Sophia cleared her throat before replying. “I was attacked in the woods,” she said, her voice somewhat stronger than before. “It mauled me, and left me there.”

Daniel narrowed his eyes. “So it was a wild one? I’ve read that most of your kind are changed because of spells, or as part of cult initiation rites.”

Sophia shrugged. “You shouldn’t believe everything you read.”

Daniel laughed. “Well, you’re lucky to be alive. I suspect wild wolves don’t usually leave enough of a person behind for them to change.”

Sophia looked hard at him. “Didn’t really seem like luck to me. Not after I ate my mother… my father… my brother…” She stopped for a moment and coughed, before continuing, a tired smile now on her face. “Didn’t eat my sister, though. I was full by then. Just played with her a little. Took her with me when I bolted, after more cops showed up and I got the hell out of there. A snack for later. Cop cars are pretty fast, but catching a werewolf once it gets going, especially after it finds a forest to hide in… well, I don’t have to tell you how hard that is.”

As Daniel looked down at Sophia, he felt a powerful sorrow for her, such that he almost regretted mortally wounding her. Almost, but not quite. “What happened next?” he asked.

Sophia, in a very matter of fact voice, as though she had become completely desensitized to the atrocities she had committed, replied “When the morning came, I woke up in a prairie twenty miles outside of town. My sister was there too, lying nearby. I had been pretty rough with her, but I think that she had survived the trip, since it looked like she had tried to crawl away from me as I slept. Bled to death before she had gotten very far, though. I threw up a few times. Waking up with the taste of my family on my throat, and seeing her like that… I couldn’t take it. And that’s when I decided that it had to end.”

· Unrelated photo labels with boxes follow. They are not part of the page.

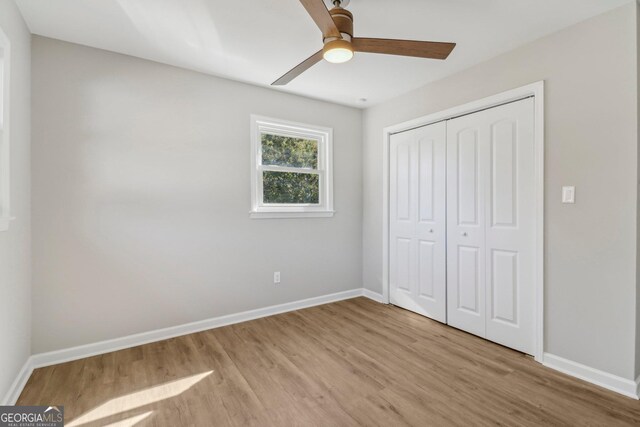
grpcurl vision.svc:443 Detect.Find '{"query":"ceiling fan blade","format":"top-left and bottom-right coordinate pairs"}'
top-left (300, 0), bottom-right (342, 38)
top-left (271, 49), bottom-right (322, 86)
top-left (351, 37), bottom-right (456, 59)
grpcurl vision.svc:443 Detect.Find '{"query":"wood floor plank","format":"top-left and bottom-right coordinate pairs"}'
top-left (13, 298), bottom-right (640, 427)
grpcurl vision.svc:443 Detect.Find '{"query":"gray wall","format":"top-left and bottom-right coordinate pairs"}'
top-left (363, 2), bottom-right (638, 379)
top-left (0, 0), bottom-right (31, 399)
top-left (636, 1), bottom-right (640, 378)
top-left (32, 36), bottom-right (362, 353)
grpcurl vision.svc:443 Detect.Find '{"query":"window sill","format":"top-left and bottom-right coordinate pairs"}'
top-left (0, 216), bottom-right (15, 232)
top-left (249, 211), bottom-right (335, 219)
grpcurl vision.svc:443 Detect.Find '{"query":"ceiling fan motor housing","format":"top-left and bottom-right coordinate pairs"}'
top-left (323, 7), bottom-right (353, 44)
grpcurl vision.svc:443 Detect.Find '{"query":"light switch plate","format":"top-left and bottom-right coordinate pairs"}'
top-left (562, 186), bottom-right (576, 203)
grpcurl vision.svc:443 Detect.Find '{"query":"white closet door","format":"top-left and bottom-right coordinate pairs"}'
top-left (389, 122), bottom-right (447, 322)
top-left (447, 115), bottom-right (487, 337)
top-left (447, 98), bottom-right (535, 354)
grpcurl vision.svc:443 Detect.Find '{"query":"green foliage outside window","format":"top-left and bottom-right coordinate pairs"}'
top-left (263, 171), bottom-right (320, 204)
top-left (261, 134), bottom-right (320, 204)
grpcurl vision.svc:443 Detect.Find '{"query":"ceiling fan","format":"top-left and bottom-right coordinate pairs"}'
top-left (272, 0), bottom-right (456, 86)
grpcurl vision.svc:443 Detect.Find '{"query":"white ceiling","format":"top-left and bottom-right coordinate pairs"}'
top-left (16, 0), bottom-right (633, 107)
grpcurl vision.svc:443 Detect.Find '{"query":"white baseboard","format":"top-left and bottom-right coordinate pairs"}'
top-left (32, 288), bottom-right (382, 368)
top-left (542, 353), bottom-right (640, 399)
top-left (0, 357), bottom-right (33, 405)
top-left (2, 288), bottom-right (382, 405)
top-left (362, 288), bottom-right (386, 304)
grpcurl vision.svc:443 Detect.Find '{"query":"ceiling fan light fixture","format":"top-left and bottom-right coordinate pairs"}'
top-left (322, 39), bottom-right (353, 64)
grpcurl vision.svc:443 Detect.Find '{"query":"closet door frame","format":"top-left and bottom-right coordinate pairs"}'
top-left (382, 81), bottom-right (544, 363)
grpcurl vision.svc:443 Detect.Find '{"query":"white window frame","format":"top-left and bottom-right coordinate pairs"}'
top-left (249, 114), bottom-right (335, 218)
top-left (0, 28), bottom-right (14, 232)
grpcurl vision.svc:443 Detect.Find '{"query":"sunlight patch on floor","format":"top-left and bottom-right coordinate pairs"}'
top-left (68, 371), bottom-right (213, 427)
top-left (104, 411), bottom-right (153, 427)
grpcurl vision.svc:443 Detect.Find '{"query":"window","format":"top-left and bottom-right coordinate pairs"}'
top-left (251, 116), bottom-right (333, 218)
top-left (0, 30), bottom-right (11, 231)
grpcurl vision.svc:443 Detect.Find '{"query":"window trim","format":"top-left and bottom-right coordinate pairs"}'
top-left (0, 28), bottom-right (15, 232)
top-left (249, 114), bottom-right (335, 219)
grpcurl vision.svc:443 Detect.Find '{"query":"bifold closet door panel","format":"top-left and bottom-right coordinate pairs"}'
top-left (447, 98), bottom-right (536, 354)
top-left (485, 98), bottom-right (536, 354)
top-left (389, 122), bottom-right (447, 322)
top-left (447, 115), bottom-right (488, 337)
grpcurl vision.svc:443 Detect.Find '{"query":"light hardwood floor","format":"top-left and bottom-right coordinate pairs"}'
top-left (18, 298), bottom-right (640, 427)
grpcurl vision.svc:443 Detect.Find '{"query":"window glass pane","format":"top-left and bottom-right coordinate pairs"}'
top-left (261, 133), bottom-right (318, 169)
top-left (262, 171), bottom-right (320, 205)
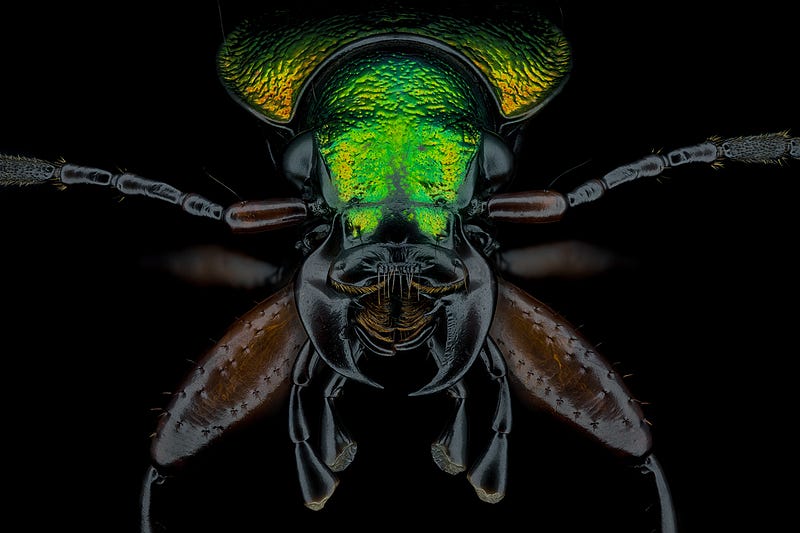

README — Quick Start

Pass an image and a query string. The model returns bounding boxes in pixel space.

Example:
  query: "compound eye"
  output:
[283,131,316,190]
[479,132,514,194]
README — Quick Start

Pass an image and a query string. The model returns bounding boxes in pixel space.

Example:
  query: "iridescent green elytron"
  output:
[309,52,485,237]
[218,7,570,124]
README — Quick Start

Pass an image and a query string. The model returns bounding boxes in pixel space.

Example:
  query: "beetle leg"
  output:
[289,342,339,511]
[320,366,358,472]
[489,279,652,457]
[141,285,308,532]
[467,338,511,503]
[431,381,467,474]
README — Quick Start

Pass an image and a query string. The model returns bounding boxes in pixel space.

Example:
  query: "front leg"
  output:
[467,337,511,503]
[289,341,339,511]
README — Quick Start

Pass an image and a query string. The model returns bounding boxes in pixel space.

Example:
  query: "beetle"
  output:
[0,1,796,532]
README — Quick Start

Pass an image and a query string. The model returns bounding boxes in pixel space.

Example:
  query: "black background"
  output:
[0,1,800,532]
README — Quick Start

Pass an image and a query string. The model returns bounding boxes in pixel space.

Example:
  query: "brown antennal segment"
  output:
[489,280,652,457]
[152,285,307,465]
[486,191,567,224]
[224,198,308,233]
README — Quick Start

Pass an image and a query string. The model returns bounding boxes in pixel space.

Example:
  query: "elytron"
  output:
[0,2,800,529]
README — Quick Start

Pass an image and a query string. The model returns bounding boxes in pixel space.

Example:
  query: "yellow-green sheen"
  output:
[218,5,571,124]
[310,53,482,236]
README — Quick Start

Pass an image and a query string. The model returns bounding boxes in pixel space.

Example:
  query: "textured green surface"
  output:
[309,52,483,237]
[218,7,570,123]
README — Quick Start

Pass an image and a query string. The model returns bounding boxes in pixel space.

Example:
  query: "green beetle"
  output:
[0,2,798,529]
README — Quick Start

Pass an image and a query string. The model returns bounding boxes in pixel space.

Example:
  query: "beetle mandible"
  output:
[0,2,796,528]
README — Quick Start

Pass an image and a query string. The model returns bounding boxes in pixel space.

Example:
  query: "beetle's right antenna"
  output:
[0,154,308,233]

“What do you mean?” asked Daniel, looking at her curiously.

Sophia shifted, her bones making a strange sort of sound, as her shattered ribs finished setting themselves back into place. “I decided to kill myself, the best way that I could figure,” she replied. As she began to stand up, the silver bullets that had pierced her chest were pushed out of her healing wounds, and let out a bright metallic song as they clattered to the floor. “I bought a silver knife from an antique store. Hell, I bought three, just to make sure that at least one was real. I stabbed myself, through the heart, with each of them. I had hoped that would be the end. But like I said, you shouldn’t believe everything you read.”

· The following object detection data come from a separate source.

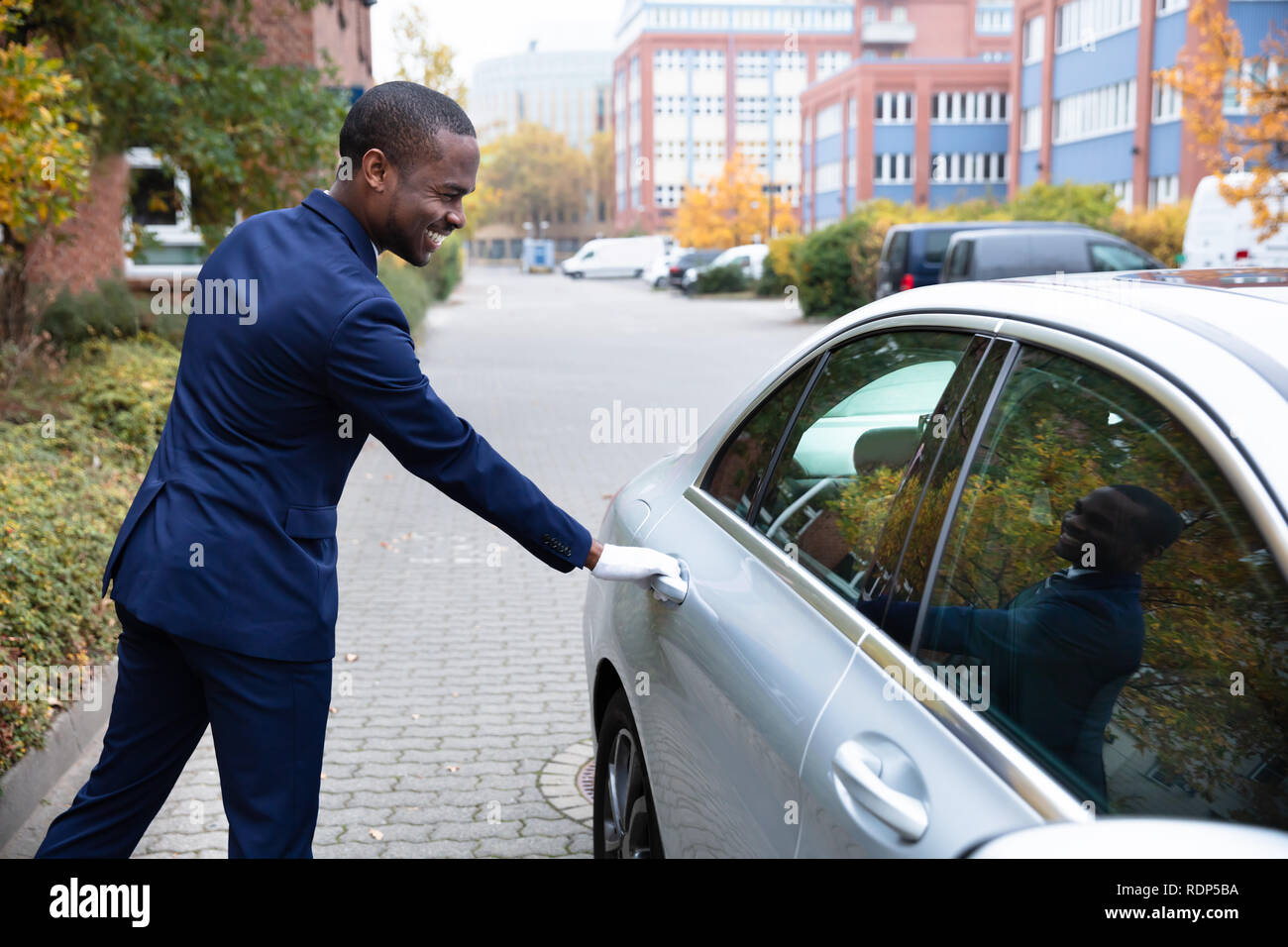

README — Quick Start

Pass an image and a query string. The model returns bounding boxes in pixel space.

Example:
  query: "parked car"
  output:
[1181,172,1288,269]
[680,244,769,294]
[877,220,1082,299]
[939,227,1163,282]
[561,236,674,278]
[641,246,692,290]
[667,250,724,290]
[584,269,1288,858]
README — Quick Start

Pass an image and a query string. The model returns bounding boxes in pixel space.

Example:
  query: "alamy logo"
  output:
[49,876,152,927]
[150,273,259,326]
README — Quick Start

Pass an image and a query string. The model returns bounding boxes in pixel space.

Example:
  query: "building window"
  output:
[815,49,850,78]
[1055,0,1140,53]
[124,149,206,277]
[1021,16,1046,65]
[1153,82,1181,123]
[975,1,1014,36]
[1020,106,1042,151]
[930,91,1012,123]
[1051,78,1136,145]
[873,91,915,125]
[1146,174,1181,207]
[930,152,1008,184]
[872,155,912,184]
[815,102,841,141]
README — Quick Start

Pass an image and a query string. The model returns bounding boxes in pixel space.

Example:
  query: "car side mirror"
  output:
[967,815,1288,858]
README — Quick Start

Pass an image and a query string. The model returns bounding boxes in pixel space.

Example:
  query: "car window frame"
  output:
[875,326,1288,821]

Daniel pulled out his pistol, and emptied the clip into Sophia. She let out a cry of pain as she fell. Lying on the floor, her body began to twist and writhe, and her flesh bulged and tore, for the sun had finished setting, and the beast within her would be restrained no more. Screaming as her bones snapped and reshaped themselves, and her flesh warped into that of a monster, her eyes became a pair of piercing yellow lights that fixed on Daniel with the hunger of a predator. Daniel turned and sprinted away, letting his gun fall from his grasp, as it had proven to be all but useless. Ere he had gotten far, he felt the full weight of the beast bear down on his back, as Sophia tore into him with her ferocious claws. Tumbling to the ground, he withdrew a dagger from his coat pocket, and sank the rune-etched blade into Sophia’s chest with as much force as he could muster. Ignoring the pain, Sophia knocked Daniel’s arms away, and looked into his eyes for but a moment before sinking her teeth into his throat, effortlessly ripping it apart as she greedily devoured him. The hunt would continue yet another night. And Sophia had long ago surrendered to the fact that, for her, it was a hunt that would never end.